Wynn, now fully embracing the city's ethos, leads a contingent of the black and Hispanic communities to disrupt a fundraising dinner for the mayor. Desmond visits the home of the professor that the boys attacked, claiming he saw his address in the police report. The professor initially brushes him away, but Desmond apologizes for what happened and asks if he can accompany the man on a run, discovering that he is a professor of urban relations. Nick runs into a drunken Rizzo, who confronts Nick, shooting at him after the two men get into a scuffle. Rizzo's old patrol partner picks him up, and the new trainee, a Hispanic man, inquires whether Rizzo's gun is legal. After the new officer refuses to overlook Rizzo's illegal conduct, Rizzo grows angry as the car drives off. Joe finds Nick in the new property development, severely wounded. Joe calls for help, but the only person who hears his cries is Asteroid, who repeats them frantically to an empty street.

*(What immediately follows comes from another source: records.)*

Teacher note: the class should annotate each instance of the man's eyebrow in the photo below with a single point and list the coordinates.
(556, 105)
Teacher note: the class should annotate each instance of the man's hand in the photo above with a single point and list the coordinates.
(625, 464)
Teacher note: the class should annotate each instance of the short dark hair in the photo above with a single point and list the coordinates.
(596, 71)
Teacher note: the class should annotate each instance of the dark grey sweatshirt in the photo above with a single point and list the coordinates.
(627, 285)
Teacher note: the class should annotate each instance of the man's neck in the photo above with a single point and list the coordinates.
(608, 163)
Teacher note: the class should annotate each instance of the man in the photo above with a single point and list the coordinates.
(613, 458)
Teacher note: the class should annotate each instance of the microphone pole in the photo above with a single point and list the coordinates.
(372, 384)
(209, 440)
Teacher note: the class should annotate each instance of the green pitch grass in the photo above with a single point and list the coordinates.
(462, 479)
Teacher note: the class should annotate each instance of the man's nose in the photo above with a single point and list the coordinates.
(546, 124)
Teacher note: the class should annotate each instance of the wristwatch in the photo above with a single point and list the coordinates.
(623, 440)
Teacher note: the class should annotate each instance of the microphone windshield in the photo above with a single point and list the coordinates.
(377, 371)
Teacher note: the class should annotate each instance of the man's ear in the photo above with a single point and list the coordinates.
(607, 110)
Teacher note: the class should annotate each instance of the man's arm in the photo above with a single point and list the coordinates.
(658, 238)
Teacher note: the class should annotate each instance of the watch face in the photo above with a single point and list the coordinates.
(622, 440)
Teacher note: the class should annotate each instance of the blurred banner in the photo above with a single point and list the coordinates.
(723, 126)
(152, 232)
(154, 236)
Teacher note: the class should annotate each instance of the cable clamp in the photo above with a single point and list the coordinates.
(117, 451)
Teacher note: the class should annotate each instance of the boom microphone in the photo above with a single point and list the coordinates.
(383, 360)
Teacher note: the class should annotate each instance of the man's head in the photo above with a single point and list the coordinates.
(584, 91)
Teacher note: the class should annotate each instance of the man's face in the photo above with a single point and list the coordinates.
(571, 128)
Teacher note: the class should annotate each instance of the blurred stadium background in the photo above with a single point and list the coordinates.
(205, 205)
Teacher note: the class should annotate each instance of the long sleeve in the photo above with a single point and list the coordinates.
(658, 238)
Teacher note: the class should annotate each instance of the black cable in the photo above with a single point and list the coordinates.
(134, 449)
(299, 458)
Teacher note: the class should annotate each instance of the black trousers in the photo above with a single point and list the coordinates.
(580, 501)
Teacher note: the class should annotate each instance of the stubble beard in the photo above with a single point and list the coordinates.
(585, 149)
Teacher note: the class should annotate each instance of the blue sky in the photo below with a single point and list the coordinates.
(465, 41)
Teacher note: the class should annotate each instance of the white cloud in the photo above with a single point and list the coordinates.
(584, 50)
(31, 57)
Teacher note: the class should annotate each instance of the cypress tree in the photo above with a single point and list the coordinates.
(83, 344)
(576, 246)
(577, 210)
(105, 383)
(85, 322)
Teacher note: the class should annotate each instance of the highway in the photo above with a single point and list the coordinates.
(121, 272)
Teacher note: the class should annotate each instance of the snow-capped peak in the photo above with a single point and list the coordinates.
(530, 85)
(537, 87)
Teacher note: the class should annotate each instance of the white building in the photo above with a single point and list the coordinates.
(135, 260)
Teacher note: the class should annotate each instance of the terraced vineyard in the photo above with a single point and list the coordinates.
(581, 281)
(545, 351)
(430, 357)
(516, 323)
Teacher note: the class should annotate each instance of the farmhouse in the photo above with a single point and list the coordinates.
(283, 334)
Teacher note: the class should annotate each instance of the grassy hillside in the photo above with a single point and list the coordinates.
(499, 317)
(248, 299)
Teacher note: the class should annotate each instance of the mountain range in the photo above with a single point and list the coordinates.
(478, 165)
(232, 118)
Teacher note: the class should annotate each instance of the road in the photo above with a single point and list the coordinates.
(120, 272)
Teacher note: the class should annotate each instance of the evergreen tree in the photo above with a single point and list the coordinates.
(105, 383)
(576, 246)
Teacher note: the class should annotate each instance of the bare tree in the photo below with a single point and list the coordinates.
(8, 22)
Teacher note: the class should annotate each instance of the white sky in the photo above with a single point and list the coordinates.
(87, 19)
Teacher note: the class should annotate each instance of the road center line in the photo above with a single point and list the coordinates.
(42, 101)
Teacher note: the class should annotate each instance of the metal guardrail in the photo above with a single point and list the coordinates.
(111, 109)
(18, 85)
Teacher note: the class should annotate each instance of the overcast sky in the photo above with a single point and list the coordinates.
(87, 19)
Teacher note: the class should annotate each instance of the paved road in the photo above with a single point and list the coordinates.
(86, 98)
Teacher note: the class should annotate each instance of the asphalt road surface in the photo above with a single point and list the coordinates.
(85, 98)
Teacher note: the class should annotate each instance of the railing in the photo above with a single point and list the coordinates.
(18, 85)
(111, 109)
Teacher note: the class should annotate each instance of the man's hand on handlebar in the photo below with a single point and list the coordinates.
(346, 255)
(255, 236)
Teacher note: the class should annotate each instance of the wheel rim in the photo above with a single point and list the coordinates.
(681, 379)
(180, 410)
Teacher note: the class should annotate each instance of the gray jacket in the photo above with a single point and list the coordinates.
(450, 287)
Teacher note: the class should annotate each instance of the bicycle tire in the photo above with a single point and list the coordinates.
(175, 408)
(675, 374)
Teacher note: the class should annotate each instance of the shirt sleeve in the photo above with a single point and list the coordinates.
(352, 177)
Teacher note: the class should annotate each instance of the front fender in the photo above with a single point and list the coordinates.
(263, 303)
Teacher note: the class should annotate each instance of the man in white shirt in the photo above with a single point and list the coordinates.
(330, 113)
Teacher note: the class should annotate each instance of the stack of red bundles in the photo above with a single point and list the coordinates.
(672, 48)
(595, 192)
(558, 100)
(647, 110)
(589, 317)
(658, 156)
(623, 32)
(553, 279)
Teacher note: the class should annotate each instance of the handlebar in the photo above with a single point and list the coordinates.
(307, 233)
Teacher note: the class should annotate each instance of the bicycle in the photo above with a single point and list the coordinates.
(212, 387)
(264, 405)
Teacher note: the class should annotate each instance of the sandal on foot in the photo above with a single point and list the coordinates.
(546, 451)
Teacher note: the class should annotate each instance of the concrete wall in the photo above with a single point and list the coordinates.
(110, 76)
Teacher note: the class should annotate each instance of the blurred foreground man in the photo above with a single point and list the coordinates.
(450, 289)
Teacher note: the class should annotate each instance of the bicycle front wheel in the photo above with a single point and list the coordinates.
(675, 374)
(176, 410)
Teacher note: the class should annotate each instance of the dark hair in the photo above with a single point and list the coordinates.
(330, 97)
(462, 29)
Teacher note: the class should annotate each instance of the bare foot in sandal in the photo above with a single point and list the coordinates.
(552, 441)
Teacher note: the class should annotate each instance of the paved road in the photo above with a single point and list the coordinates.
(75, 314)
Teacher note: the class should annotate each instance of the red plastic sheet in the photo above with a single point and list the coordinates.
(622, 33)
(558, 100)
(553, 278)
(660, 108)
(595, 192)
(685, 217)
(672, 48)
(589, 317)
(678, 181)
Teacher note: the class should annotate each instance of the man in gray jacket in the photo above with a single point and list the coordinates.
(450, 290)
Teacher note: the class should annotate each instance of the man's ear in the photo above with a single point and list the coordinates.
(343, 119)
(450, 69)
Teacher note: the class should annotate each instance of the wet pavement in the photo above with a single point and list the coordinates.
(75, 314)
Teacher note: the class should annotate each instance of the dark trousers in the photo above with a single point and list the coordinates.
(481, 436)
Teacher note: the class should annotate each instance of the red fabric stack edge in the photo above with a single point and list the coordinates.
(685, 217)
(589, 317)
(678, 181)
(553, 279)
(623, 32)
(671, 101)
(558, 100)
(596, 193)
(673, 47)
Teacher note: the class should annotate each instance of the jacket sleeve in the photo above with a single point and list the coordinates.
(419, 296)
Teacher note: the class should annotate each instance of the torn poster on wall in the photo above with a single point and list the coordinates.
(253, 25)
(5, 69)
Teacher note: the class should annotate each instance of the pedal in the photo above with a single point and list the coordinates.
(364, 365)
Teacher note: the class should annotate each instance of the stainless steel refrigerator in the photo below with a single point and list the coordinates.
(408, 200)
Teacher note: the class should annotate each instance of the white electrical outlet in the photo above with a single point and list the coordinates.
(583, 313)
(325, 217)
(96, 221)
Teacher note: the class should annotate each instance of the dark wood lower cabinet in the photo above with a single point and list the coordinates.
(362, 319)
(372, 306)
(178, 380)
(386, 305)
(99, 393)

Film critic Roger Ebert wrote, "City of Hope is a powerful film, and an angry one. It is impossible not to find echoes of its despair on the front pages every day. It asks a hard question: Is it possible for a good person to prevail in a corrupt system, just simply because right is on his side? The answer, in the short run, is that power is stronger than right. The notion of a long run, of course, is all that keeps hope alive."[3]
The staff at Variety magazine wrote, "John Sayles' ambitious, wide-ranging study of corruption and community in a small Eastern city has as many parallel plots and characters as Hill Street Blues, while at the same time having a richness of theme and specificity of vision more common to serious cinema."[4]
Film critics Frederic and Mary Ann Brussat wrote about the varied aspects of the film, writing, "Through the diverse activities of over three dozen characters in this film, we see some of the major challenges of urban living including crime, political chicanery, the patronage system, the demise of the work ethic, the rapacious side of capitalism, and the high cost of civic apathy. City of Hope helps us see that community is enriched or torn apart by the ethical decisions we make every day."[5]
The film holds a 95% on review aggregation site Rotten Tomatoes, based on 19 reviews.[6]